Actionnaires vs sociétaires
Face à ces résultats exceptionnels, la politique de distribution aux actionnaires diffère naturellement selon le statut des banques. Pour les banques commerciales cotées, il s'agit de multiplier les gestes en faveur des actionnaires à la fois pour rattraper les dividendes non versés en 2020 à la demande des régulateurs, mais aussi pour attirer à nouveau les investisseurs sur un secteur bancaire décoté qui n'a jamais retrouvé, et de loin, ses niveaux de valorisation d'avant la crise financière de 2008.
Ainsi, BNP Paribas a promis un taux de distribution de 60% de ses résultats sur les trois prochaines années, alors que Société Générale maintient son taux à 50%. Une partie de cette rémunération, environ 20% (40% à titre exceptionnel pour Société générale), est réalisée sous la forme de programmes de rachat d'actions, ce qui est moins fréquent en France qu'aux Etats-Unis. Les banques apprécient le rachat d'actions pour son effet relutif sur les résultats futurs alors qu'elles sont valorisées en Bourse en dessous de leur actif net tangible.
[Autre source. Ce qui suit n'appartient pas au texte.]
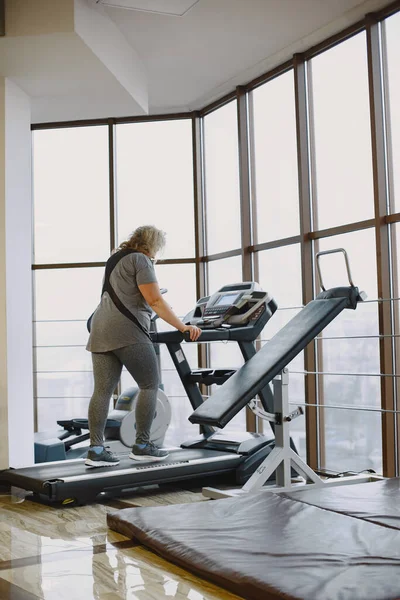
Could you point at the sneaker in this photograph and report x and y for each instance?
(104, 459)
(149, 452)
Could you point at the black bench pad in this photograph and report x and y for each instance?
(263, 546)
(377, 502)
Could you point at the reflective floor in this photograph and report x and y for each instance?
(57, 554)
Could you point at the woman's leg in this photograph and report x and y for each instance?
(106, 372)
(141, 362)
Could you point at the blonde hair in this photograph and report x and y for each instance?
(147, 239)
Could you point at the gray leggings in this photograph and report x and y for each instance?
(140, 361)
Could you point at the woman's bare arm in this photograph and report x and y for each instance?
(151, 293)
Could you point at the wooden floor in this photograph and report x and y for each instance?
(70, 554)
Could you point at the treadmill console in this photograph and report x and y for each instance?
(234, 305)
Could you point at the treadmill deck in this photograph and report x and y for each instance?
(63, 480)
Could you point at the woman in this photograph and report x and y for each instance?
(118, 340)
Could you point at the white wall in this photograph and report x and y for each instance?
(16, 370)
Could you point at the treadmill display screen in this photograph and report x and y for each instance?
(227, 299)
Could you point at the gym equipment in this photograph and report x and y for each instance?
(247, 309)
(119, 434)
(270, 364)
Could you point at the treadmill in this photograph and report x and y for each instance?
(237, 312)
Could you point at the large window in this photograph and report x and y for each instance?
(222, 199)
(154, 172)
(64, 298)
(348, 357)
(275, 160)
(342, 135)
(71, 190)
(392, 29)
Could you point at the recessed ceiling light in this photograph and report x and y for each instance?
(176, 8)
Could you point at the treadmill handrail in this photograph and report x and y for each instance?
(275, 355)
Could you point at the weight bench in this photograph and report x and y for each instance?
(270, 364)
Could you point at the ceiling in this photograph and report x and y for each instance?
(113, 62)
(218, 44)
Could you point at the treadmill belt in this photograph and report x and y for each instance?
(73, 479)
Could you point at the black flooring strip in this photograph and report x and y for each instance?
(10, 591)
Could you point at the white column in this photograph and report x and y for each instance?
(16, 364)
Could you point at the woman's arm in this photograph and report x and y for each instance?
(151, 293)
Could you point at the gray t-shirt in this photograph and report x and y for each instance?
(110, 329)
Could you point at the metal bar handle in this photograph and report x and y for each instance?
(333, 252)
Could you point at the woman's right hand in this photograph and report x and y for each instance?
(194, 332)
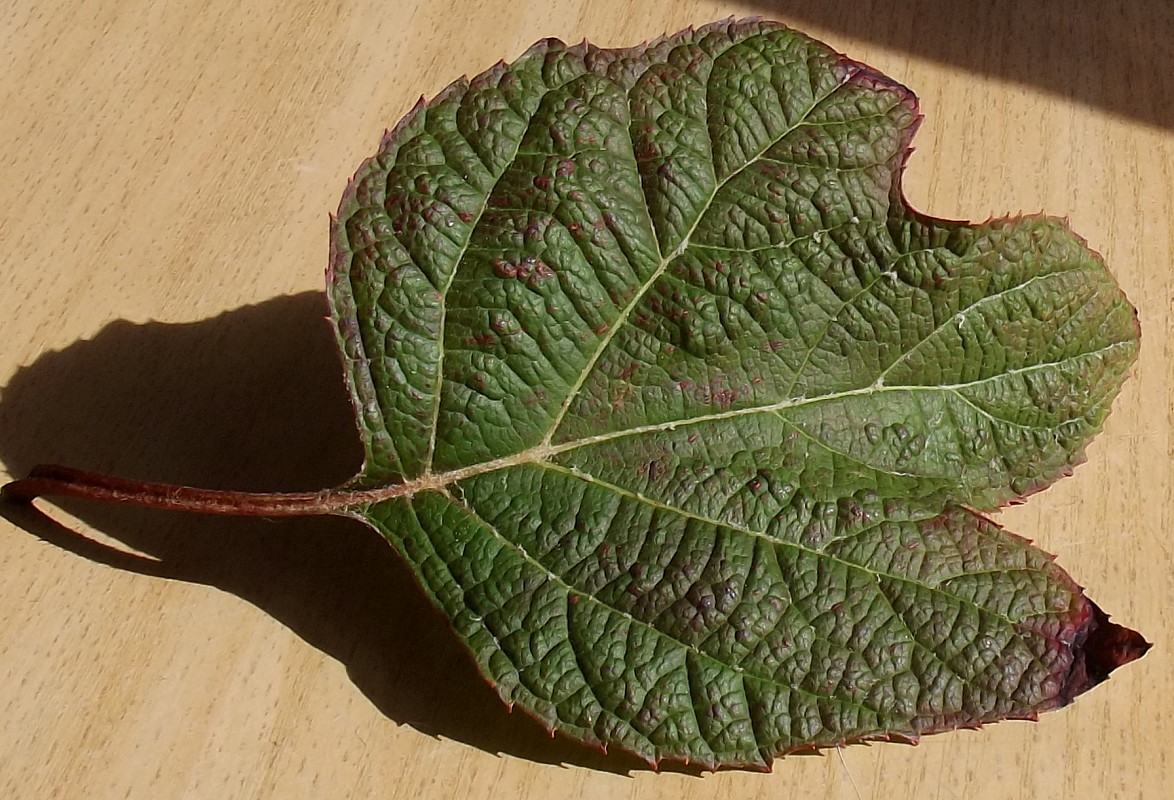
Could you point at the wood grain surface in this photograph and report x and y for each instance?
(166, 173)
De leur côté, les groupes mutualistes BPCE et Crédit Mutuel Alliance Fédérale conservent par nature leurs résultats, pour les mettre au service de l'économie française, comme le proclament à l'unisson les dirigeants. « Nous nous inscrivons dans un mutualisme par la preuve, avec des engagements concrets », souligne même Nicolas Théry, président du Crédit Mutuel Alliance Fédérale, dont le groupe vient d'adopter le statut d'entreprise à mission.
Crédit Agricole conserve près de 80% de son résultat net
Le Crédit Agricole, dont l'organe central est coté en Bourse (Crédit Agricole), doit cependant distribuer une partie de ses résultats à des actionnaires (et des sociétaires), environ 17% des résultats hors les caisses régionales. Mais l'essentiel du résultat, soit 7,1 milliards d'euros (près de 80%), est conservé au sein du groupe, dont 3 milliards de profits générés par les caisses régionales, 1,8 milliard d'euros de dividendes versés aux Caisses régionales par Crédit Agricole SA, et enfin, 2,3 milliards mis en réserve.
Logiquement, la mise en réserve des résultats se reflète dans les ratios de solvabilité. Ainsi, les banques mutualistes affichent des ratios très élevés, comme Crédit Agricole (17,5%) ou Crédit Mutuel Alliance Fédérale (18%) alors que les banques commerciales se contentent de ratios, certes confortables, mais moins élevés, à l'instar de BNP Paribas (12,9%). Mais les banques mutualistes n'ont pas la contrainte de devoir rentabiliser à court terme leurs fonds propres excédentaires.